7 : Identité

— Anael, je suis heureux que tu prennes cette décision.

Ulysse avait un sourire bienveillant sur les lèvres. Sophia restait impassible mais ses yeux montraient une intense curiosité.

— C'est pas comme si j'avais le choix, rétorqua le garçon, amer.

Ulysse ne releva pas et lui fit signe de se rassoir. Lorsque ce fut fait, il entama :

— Confirme mes déclarations dans un premier temps. Ce sera un bon départ.

Anael hocha la tête, une boule d'appréhension prenant déjà place au fond de son ventre. Ulysse reprit.

— Tu es omnivore.

— Exact.

— Tu hivernes.

— Exact.

— Tu supportes pourtant le froid.

— Oui, comment le savez-vous ?

— Tu es vêtu assez simplement. Il fait cinq degrés, tu sais.

En effet, Anael ne portait que ses habits de la veille. Un pantalon, un t-shirt et une veste peu épaisse. Le tout rapiécé et usé. Bien peu en considérant ceux de Sophia et Ulysse.

— Bon, Anael, reprit ce dernier, es-tu un prédateur ? À présent je pose des questions.

— Je ne sais pas si je suis un prédateur.

L'homme haussa un sourcil.

— Il suffit de regarder ton Âme.

— Comment ? Je n'ai jamais appris à Lire, rétorqua l'autre.

Ulysse eut un rictus compatissant. Il commença à expliquer.

— Tu dois te concentrer au début, puis ça deviendra une habitude. Regarde-moi. Maintenant, imagine une tâche de couleur au niveau de mon cœur.

Le garçon fronça les sourcils et tenta d'appliquer les instructions. Aussitôt ou presque, une vive couleur verte apparut en surbrillance de la poitrine de l'homme. Anael, bouche bée, la fixa avec fascination.

— Tu la vois déjà ? s'étonna Ulysse.

Le garçon hocha la tête, muet. Plus il observait la tache, plus elle prenait des nuances mordorée, des filaments qui évoluaient librement dans la sphère lumineuse. Le vert, le doré, le brun et le jaune s'y entremêlaient.

— Tu dois être sensible à la magie, marmonna l'homme.

Anael sortit de sa contemplation et plissa les yeux.

— Ça veut dire quoi, le vert, le doré, le brun et le jaune ? Vous êtes quoi ?

— C'est impressionnant, le nombre de couleurs que tu parviens à distinguer en si peu de temps ! s'exclama Sophia.

Anael l'ignora et écouta la réponse d'Ulysse.

— Je suis un Auroch. Une sorte de vache sauvage africaine, si tu préfères. C'est pour ça que tu distingues le vert majoritaire : je suis herbivore. Pour les autres teintes, elle sont propres à mon espèce. Pour une Vache, par exemple, ce sera vert, brun et jaune, sans le doré.

Anael cligna des yeux, impressionné. Ulysse poursuivit.

— Les Liseurs sont extrêmement sensibles aux teintes et aux couleurs. Mais je ne pense pas que tu en sois un, sinon tu aurais déjà vu des Âmes sans le vouloir. Pourtant, tu es doué.

— Je n'ai aucune idée du pourquoi, lâcha Anael.

Ulysse hocha la tête, et changea de position assise pour soulager sans doute un muscle. Il reprit.
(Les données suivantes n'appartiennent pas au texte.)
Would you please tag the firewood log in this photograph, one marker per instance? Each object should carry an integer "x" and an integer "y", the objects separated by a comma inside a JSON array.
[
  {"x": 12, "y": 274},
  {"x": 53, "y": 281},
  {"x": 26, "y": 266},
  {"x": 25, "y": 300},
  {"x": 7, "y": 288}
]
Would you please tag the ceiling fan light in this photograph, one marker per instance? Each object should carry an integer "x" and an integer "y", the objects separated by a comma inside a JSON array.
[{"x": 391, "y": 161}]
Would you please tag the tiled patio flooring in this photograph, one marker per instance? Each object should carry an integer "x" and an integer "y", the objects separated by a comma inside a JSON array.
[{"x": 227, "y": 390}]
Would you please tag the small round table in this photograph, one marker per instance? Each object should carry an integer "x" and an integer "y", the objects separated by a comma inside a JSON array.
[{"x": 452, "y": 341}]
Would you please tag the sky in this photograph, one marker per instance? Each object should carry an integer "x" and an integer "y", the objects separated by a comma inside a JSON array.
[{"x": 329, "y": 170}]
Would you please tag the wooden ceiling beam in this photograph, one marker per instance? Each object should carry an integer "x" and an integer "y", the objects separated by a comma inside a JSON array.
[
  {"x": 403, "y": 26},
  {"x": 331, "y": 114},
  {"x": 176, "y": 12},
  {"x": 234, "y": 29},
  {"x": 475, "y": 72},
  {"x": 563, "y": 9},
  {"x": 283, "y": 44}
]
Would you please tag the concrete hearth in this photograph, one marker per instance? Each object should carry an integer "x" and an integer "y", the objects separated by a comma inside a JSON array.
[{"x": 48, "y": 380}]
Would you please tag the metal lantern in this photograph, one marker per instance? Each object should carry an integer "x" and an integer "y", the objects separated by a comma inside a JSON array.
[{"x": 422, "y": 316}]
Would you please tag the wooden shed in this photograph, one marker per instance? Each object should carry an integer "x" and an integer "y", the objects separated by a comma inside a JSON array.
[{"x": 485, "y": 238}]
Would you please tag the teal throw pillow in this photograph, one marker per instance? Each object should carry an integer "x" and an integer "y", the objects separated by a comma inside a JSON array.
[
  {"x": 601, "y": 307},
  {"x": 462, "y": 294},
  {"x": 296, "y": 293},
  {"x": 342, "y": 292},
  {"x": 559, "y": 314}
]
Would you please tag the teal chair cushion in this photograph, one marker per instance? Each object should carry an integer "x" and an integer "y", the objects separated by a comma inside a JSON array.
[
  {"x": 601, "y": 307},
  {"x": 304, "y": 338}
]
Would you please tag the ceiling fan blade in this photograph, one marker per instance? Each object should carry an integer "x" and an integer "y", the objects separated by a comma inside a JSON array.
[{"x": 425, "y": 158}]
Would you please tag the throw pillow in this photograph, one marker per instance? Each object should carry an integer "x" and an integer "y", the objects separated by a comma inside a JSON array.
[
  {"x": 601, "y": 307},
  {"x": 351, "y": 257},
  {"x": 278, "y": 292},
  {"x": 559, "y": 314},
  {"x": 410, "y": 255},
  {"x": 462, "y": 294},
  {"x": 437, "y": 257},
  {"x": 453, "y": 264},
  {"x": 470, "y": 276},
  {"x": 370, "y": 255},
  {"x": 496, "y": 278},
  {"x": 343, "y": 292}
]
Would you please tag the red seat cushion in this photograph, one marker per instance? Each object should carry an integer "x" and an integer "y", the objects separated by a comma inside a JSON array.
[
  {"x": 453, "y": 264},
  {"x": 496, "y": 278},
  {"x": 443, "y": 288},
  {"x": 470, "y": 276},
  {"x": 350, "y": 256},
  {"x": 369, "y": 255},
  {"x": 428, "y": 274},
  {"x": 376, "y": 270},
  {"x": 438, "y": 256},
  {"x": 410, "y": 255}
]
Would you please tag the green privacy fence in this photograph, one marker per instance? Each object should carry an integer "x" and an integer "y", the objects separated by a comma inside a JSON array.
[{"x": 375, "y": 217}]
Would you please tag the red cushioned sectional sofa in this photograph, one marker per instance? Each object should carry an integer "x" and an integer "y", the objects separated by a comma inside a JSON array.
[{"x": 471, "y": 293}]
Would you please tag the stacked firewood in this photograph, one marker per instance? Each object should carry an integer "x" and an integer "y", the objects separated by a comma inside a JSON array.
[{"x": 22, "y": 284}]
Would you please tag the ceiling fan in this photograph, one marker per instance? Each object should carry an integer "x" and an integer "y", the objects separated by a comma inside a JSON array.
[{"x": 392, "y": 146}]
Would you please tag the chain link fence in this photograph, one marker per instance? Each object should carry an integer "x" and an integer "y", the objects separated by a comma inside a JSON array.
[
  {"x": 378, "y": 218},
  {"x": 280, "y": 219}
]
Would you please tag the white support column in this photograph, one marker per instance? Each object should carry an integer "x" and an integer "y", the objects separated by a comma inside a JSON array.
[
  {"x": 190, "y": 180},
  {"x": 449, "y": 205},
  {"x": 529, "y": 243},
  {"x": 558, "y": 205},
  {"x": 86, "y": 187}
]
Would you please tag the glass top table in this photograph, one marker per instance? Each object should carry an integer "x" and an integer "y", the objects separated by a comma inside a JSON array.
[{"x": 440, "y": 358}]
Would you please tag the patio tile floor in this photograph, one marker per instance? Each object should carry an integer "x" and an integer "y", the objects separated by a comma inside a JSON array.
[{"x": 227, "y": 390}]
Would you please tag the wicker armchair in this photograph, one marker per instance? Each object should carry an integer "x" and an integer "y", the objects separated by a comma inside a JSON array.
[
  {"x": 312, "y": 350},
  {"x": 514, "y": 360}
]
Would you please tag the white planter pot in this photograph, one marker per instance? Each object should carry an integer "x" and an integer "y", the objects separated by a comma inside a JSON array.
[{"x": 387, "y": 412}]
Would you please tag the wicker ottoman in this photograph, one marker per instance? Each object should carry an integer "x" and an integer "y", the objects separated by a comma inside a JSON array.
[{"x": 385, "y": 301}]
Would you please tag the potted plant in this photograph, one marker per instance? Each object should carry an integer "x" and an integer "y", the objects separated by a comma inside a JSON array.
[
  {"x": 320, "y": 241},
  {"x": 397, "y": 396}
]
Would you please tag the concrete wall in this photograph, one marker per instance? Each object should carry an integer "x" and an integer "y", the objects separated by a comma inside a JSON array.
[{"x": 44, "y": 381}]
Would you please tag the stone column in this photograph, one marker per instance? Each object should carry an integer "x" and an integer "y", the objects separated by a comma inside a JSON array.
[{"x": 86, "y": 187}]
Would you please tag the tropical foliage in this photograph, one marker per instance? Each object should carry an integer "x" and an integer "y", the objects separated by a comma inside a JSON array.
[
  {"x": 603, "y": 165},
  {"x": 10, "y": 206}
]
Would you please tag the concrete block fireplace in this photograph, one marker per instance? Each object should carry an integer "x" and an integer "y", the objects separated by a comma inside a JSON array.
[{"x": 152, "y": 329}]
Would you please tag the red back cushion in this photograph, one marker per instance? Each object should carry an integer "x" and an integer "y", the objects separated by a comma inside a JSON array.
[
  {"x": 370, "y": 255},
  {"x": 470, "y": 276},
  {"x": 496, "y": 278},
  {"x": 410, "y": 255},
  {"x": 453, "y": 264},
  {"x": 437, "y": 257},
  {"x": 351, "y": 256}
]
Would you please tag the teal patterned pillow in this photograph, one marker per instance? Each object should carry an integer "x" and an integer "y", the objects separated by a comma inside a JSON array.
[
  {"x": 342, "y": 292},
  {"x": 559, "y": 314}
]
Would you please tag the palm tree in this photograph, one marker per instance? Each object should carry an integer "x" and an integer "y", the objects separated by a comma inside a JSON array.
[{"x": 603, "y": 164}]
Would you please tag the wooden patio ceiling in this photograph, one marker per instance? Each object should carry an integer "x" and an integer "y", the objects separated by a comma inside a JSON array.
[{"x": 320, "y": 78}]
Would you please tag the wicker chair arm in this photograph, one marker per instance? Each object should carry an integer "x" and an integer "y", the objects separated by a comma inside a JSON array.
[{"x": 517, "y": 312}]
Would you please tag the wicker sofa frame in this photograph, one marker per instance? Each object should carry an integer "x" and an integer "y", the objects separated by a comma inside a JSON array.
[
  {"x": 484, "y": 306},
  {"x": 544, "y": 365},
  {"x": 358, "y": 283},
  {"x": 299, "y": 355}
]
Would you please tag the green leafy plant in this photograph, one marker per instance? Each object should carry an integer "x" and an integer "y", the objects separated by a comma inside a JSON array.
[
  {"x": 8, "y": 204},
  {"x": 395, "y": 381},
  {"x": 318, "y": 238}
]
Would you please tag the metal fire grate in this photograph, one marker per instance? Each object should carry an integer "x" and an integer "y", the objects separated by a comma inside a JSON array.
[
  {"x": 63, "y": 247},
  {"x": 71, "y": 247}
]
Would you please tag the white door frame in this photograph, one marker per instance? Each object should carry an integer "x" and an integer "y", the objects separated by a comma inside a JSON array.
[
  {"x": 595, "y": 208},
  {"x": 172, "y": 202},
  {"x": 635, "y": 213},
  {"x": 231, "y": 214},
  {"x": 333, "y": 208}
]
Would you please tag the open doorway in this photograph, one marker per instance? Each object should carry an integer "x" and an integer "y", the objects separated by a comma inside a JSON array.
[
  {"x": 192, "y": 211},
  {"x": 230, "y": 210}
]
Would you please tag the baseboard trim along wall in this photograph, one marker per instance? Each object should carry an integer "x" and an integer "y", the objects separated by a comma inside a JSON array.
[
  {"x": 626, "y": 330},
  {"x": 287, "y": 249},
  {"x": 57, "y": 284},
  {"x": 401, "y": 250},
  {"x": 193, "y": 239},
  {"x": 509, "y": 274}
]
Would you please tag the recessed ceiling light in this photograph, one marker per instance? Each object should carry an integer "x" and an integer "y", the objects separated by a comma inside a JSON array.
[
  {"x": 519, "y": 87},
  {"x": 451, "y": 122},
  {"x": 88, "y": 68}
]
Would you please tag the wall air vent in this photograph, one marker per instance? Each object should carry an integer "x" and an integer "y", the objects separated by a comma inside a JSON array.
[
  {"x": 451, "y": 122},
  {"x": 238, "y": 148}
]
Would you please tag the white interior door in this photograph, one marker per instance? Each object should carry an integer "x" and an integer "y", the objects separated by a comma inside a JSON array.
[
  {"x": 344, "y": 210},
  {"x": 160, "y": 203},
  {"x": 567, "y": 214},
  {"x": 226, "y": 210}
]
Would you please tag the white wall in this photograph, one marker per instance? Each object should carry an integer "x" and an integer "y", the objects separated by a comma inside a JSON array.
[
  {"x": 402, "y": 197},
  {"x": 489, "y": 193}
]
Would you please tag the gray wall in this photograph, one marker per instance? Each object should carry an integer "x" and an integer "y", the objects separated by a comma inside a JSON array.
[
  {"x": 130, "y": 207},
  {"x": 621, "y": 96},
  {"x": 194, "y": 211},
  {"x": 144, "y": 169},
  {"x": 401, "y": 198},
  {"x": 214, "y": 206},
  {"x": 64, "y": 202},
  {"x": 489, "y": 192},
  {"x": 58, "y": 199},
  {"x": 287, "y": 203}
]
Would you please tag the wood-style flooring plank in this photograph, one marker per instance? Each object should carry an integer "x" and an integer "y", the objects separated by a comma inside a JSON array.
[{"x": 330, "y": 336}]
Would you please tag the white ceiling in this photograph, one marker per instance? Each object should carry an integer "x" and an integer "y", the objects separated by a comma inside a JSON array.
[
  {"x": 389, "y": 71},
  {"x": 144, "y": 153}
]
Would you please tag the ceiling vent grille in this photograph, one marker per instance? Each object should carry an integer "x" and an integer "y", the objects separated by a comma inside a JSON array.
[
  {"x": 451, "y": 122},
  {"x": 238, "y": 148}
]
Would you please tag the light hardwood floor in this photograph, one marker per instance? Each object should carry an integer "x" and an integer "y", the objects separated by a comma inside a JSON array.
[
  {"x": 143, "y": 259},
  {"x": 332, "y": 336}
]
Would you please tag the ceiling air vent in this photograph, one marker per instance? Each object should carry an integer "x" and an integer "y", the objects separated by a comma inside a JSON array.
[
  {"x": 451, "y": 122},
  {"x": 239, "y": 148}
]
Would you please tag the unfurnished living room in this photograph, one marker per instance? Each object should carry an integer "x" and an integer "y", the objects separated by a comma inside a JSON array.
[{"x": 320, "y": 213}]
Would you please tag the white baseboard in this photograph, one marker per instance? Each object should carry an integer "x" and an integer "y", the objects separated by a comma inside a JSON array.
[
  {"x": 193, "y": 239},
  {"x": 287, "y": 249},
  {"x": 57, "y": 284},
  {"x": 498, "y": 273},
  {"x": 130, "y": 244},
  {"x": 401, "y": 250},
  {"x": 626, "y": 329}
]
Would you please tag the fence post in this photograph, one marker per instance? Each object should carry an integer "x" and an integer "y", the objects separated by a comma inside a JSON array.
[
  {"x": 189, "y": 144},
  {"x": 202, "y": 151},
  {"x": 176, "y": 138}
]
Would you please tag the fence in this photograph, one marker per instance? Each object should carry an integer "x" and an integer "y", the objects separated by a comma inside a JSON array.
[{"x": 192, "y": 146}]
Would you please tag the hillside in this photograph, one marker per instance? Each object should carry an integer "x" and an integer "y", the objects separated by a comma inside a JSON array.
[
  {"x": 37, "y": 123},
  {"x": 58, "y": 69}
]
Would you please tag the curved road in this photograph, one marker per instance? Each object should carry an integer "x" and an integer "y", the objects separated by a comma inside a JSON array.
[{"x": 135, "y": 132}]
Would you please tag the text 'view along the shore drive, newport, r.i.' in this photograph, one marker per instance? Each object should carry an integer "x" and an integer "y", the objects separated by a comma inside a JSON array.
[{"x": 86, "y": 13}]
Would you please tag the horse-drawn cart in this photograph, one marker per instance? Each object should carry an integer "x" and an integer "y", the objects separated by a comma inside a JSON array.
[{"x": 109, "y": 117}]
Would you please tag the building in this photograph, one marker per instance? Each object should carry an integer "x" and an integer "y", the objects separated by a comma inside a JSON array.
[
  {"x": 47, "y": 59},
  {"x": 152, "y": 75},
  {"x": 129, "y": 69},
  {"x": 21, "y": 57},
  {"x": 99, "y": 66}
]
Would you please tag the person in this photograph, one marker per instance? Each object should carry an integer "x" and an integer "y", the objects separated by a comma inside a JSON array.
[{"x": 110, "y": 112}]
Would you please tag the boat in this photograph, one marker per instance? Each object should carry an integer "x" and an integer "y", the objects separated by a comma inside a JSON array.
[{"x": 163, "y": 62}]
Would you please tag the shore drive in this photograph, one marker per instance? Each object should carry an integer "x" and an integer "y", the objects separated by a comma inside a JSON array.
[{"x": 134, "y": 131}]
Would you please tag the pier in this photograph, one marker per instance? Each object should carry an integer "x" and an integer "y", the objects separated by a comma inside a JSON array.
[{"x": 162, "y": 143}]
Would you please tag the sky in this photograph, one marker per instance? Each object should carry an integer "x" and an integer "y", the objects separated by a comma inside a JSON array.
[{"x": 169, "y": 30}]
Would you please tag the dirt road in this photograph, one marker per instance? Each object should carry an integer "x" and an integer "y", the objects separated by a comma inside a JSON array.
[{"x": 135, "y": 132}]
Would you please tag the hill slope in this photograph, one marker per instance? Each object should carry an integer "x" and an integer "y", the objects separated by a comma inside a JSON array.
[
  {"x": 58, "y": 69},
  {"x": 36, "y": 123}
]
— Poursuivons notre recherche. Regarde ton cœur. Nous ne le ferons pas nous-mêmes, puisque tu le sentirais et que tu détestes cela. Nous respectons ta volonté, ajouta-t-il avec un regard d'avertissement à Sophia.

Elle leva les yeux au ciel.

— Évidemment que je ne vais pas le Lire ! Je suis pas comme ça. Tu le sais, Ulysse.

— Mieux vaut se comprendre avant, dit-il calmement.

Anael coupa leur échange.

— Et si je ne vois rien ?

— Tous les êtres vivants ont une Âme. Même si pour les humains et les espèces ne faisant pas partie du surnaturel, elle est plus faible.

Rassuré malgré lui, Anael porta son regard vers l'emplacement de son cœur et plissa les yeux. Aussitôt, une sphère s'alluma.

Le rouge sang domina tout pendant quelques petites secondes. Ensuite, des teintes plus vastes apparurent. À l'écarlate se mêla le blanc éclatant. Ensuite, un fil doré se faufila. Puis ce fut une douce couleur noisette. Le tout donnait une étrange harmonie peu commune à contempler.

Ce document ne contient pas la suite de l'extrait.